ピアニストは御曹司の盲愛から逃れられない
百合さえ良かったら、時々この部屋を使ってもらい、ピアノを弾いてもらおうと思っている。母が英国へ渡るとき、黎が自分の代わりにこの部屋を管理しておいてほしいと言われたのだ。ピアノは弾かないと悪くなる。
黎の母は黎の音楽好きは自分の影響だというのもわかっている。そして、たまに黎が父親から離れる場所を作ってあげたいと言ってくれた。
父が黎を後継者として大事に育てているのはわかるが、長男としての重圧を理解出来ていないといつも黎を心配してくれていた。

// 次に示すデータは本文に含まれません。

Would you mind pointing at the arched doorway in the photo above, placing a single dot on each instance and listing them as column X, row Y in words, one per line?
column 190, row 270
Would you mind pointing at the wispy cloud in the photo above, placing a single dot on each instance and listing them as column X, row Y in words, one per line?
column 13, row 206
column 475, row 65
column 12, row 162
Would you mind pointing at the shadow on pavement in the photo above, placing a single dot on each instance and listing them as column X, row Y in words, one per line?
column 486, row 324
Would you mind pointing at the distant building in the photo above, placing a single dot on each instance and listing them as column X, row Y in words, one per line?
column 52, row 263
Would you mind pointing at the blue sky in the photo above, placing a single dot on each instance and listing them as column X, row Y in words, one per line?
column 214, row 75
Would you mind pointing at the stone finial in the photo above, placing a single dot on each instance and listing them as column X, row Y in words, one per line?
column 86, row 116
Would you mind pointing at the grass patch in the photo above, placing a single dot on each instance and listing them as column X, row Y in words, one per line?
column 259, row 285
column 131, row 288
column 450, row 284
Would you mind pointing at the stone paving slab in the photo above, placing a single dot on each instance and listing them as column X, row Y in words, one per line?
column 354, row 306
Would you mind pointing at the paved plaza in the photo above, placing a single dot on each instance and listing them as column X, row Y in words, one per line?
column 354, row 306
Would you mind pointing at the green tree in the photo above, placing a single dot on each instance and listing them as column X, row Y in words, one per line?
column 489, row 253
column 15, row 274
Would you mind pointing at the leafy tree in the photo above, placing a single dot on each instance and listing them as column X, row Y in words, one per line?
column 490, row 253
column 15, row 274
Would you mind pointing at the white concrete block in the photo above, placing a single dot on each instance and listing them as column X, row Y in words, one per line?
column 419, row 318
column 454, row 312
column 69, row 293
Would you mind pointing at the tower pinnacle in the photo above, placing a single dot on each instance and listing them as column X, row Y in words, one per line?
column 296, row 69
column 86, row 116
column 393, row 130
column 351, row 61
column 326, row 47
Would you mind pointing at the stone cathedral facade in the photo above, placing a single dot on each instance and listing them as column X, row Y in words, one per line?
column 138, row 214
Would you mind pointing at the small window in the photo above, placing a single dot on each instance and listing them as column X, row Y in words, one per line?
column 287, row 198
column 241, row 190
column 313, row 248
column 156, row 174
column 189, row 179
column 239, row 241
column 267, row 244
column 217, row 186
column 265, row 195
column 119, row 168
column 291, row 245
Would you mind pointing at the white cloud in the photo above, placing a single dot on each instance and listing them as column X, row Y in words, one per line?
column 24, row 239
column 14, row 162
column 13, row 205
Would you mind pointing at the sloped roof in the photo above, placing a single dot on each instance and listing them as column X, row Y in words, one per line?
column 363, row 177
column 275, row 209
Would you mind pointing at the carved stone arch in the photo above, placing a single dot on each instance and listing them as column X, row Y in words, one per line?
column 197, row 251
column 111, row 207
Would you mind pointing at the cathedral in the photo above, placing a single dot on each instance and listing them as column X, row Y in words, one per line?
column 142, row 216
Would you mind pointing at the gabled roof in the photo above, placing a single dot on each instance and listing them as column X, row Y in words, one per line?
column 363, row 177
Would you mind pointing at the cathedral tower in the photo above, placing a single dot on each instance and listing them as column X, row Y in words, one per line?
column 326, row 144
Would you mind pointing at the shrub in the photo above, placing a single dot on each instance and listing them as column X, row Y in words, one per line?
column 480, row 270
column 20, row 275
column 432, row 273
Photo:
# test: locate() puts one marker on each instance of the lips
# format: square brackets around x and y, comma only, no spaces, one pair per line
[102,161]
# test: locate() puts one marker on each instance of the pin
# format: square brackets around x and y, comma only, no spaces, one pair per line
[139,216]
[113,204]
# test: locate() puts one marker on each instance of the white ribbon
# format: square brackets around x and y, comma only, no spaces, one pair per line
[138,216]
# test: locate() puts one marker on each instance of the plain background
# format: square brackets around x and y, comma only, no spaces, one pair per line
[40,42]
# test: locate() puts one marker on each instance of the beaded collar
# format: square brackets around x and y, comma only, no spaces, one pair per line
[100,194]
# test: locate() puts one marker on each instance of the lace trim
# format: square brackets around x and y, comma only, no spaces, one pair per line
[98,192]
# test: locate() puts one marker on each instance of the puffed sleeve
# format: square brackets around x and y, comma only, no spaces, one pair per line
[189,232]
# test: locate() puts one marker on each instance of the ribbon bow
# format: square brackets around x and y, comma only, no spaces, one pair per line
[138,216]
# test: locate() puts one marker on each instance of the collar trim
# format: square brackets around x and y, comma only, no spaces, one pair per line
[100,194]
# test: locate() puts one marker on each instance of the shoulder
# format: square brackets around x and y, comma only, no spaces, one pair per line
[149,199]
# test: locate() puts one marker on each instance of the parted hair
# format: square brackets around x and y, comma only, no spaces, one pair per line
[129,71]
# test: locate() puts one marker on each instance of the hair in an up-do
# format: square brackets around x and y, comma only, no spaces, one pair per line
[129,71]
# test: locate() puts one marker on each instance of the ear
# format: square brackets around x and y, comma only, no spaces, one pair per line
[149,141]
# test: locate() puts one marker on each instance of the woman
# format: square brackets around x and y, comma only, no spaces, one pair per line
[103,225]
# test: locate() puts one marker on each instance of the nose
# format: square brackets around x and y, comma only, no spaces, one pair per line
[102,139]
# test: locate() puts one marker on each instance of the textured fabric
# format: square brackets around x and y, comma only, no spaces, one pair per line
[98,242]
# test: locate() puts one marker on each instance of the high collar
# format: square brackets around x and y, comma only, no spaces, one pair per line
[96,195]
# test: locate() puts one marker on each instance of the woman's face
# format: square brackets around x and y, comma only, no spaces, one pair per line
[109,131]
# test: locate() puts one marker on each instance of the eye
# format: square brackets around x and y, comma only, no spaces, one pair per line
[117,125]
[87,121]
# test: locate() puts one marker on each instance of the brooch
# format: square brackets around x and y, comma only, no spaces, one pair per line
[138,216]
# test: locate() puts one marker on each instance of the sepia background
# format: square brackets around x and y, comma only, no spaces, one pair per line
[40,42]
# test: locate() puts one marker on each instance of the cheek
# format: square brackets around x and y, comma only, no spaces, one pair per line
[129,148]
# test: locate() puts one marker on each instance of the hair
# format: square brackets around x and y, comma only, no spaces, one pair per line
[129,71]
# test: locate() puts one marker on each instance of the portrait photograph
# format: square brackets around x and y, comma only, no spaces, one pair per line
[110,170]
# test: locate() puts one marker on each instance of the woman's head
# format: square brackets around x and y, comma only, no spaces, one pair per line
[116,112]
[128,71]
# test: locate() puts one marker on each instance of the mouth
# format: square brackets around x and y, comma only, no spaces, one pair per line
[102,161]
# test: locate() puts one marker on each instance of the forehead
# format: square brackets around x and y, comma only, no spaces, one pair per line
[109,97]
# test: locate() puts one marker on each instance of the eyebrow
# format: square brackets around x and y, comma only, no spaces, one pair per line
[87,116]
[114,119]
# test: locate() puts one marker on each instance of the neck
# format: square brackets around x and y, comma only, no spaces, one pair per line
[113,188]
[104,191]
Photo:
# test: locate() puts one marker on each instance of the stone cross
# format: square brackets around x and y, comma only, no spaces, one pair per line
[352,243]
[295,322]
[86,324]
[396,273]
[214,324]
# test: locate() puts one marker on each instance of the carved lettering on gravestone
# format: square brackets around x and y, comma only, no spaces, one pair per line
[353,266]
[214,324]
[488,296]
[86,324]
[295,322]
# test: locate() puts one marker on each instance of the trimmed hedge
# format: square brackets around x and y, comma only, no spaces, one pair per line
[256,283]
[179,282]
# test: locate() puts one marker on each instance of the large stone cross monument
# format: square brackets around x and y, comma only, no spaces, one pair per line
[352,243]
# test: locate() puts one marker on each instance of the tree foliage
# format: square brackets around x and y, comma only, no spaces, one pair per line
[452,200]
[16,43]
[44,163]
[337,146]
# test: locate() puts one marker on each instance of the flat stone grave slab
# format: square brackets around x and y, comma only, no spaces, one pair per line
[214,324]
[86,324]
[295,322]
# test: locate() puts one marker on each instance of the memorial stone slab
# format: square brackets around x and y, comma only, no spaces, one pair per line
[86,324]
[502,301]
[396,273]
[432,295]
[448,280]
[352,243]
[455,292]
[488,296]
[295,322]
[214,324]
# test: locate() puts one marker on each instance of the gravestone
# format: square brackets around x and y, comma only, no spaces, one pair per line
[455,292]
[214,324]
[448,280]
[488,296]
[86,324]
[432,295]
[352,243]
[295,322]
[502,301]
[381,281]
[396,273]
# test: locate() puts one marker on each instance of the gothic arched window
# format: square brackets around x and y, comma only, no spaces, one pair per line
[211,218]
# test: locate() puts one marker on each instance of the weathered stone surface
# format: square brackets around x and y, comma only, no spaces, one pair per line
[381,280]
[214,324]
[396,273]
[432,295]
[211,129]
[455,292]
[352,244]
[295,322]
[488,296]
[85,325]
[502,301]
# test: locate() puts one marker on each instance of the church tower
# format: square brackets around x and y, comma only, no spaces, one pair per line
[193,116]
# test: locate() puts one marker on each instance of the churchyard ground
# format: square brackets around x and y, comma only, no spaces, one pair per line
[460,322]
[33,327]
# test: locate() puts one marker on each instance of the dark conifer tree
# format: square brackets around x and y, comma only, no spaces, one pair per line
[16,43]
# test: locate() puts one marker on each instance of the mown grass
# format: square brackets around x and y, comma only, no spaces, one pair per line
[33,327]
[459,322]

この部屋で自分を解放しなさいと言ってくれた。
百合に母を重ねているわけではないが、この部屋を預けてもいいと思えるのだ。もちろん、彼女が使いたいときに来てくれて弾いて帰ってくれるだけでいいのだ。
自分と約束しなくても、使って欲しい。自由に使えるよう合鍵を渡すつもりだ。もちろん下心が全くないとは言わないが、普段のピアノを弾く百合を見てみたい。
もし、彼女が合鍵を受け取ってくれたら、関係も一歩前へ進めるだろう。彼女の気持ちが全くなければ受け取らないとわかっているからだ。
あさってを楽しみにしているのは黎のほうだった。